Elevó uno de los frascos.
—El primero es el mercurio filosófico, un mercurio de cualidades muy superiores al ordinario. —Pegó el ojo al cristal para mirarlo de cerca—. Conseguí hacerlo amalgamando mercurio ordinario con una aleación de régulo estrellado de antimonio, el componente del que antes os he hablado. Es una manifestación cristalina del Dragón Negro, de extraordinarias propiedades magnéticas —explicó, refiriéndose en términos crípticos al mineral del cual a su vez se obtenía.
—¿Y el otro? Parece oro.
—Lo es. El oro también forma parte de la propia Piedra, pues traslada su pureza al resto de metales que se vayan a transmutar. Lo que me faltaba saber era el proceso que ha de respetarse mientras se funden el uno con el otro en el crisol. Para obtener la Piedra Filosofal y que el resultado del experimento no se reduzca a una pasta requemada han de seguirse unos métodos de calentamiento extremadamente precisos.
—Ése es el secreto que nos revela la partitura —dedujo.
—Así es. Nos contesta a las más diversas preguntas: ¿En qué momento he de dejarlos reposar? ¿Cuándo he de volver a avivar la llama? ¿Con qué potencia? ¿Cuándo deberé retirarlos del fuego? ¿Habré de hacerlo durante un rato o ya definitivamente? Cualquier alteración en el proceso conduce al fracaso. Por eso te insistíamos en que un solo error en la transcripción de la melodía original haría la partitura inservible.
—Todavía no me habéis dicho cuál es la clave para leerla.
Newton dudó un instante antes de contestar.

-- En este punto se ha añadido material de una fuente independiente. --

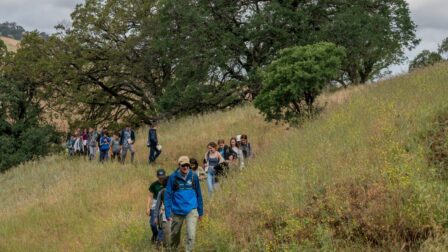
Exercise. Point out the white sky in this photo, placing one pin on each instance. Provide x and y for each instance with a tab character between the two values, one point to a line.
431	16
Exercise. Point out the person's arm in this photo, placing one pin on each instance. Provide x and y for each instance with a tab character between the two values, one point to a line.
121	139
133	136
199	196
169	197
152	138
206	162
220	158
149	202
159	204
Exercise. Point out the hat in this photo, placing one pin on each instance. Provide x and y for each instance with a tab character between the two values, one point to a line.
184	160
161	172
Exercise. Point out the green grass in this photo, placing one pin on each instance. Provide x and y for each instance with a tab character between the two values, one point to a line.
355	178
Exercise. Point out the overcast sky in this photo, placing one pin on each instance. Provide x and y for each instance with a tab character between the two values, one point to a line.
430	16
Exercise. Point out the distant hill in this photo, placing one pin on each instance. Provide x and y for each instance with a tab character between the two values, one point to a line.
11	30
354	178
12	44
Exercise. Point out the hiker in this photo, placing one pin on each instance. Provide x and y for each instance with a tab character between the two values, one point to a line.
239	157
77	146
105	142
212	158
154	190
183	202
85	136
127	139
225	151
198	170
163	226
70	145
245	147
115	146
92	142
153	144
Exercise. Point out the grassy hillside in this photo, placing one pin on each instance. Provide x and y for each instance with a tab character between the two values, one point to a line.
356	177
11	44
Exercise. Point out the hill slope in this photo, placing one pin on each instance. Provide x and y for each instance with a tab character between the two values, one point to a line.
11	44
356	177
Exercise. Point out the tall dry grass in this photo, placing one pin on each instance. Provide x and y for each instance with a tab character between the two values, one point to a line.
353	178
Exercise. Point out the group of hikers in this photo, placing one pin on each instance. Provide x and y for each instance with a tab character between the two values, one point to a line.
172	199
89	142
177	198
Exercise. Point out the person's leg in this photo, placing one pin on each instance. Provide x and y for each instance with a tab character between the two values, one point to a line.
91	154
102	156
176	228
151	154
157	154
124	151
152	222
131	148
166	226
191	221
210	182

—Los tiempos se extraen de los diferentes intervalos de la melodía —reveló por fin—, según sean de tercera, de cuarta, de quinta… siguiendo una por una la sucesión de notas que la componen; la potencia del fuego depende de si esas notas son blancas, negras, corcheas, semicorcheas, silencios… teniendo en cuenta además si cada grupo melódico está interpretado
legato
o
staccato.
Parece complicado —concluyó de forma condescendiente—, pero responde a una criptografía relativamente sencilla. Al fin y al cabo, la técnica musical no deja de ser una extensión de las matemáticas. Confío en que no te hayas confundido en ninguna suma.
—La transcripción es exacta —declaró Matthieu harto de que el científico cuestionase su trabajo antes de probarlo.
Newton le miró a los ojos.
—Eso espero.
Se dio la vuelta y comenzó a preparar su instrumental.
M
atthieu y Charpentier se acomodaron en dos sillas que colocaron junto a la puerta de entrada para no estorbar al científico, que no dejaba de caminar de un lado a otro de la habitación. Matthieu observaba con detenimiento cómo extendía la partitura sobre la mesa y limpiaba con sumo cuidado el crisol en el que había de realizar el experimento. Volcado en su trabajo, Newton parecía una persona diferente. Sus ojos destilaban emoción. Al poco se escuchó un ruido al otro lado de la pared.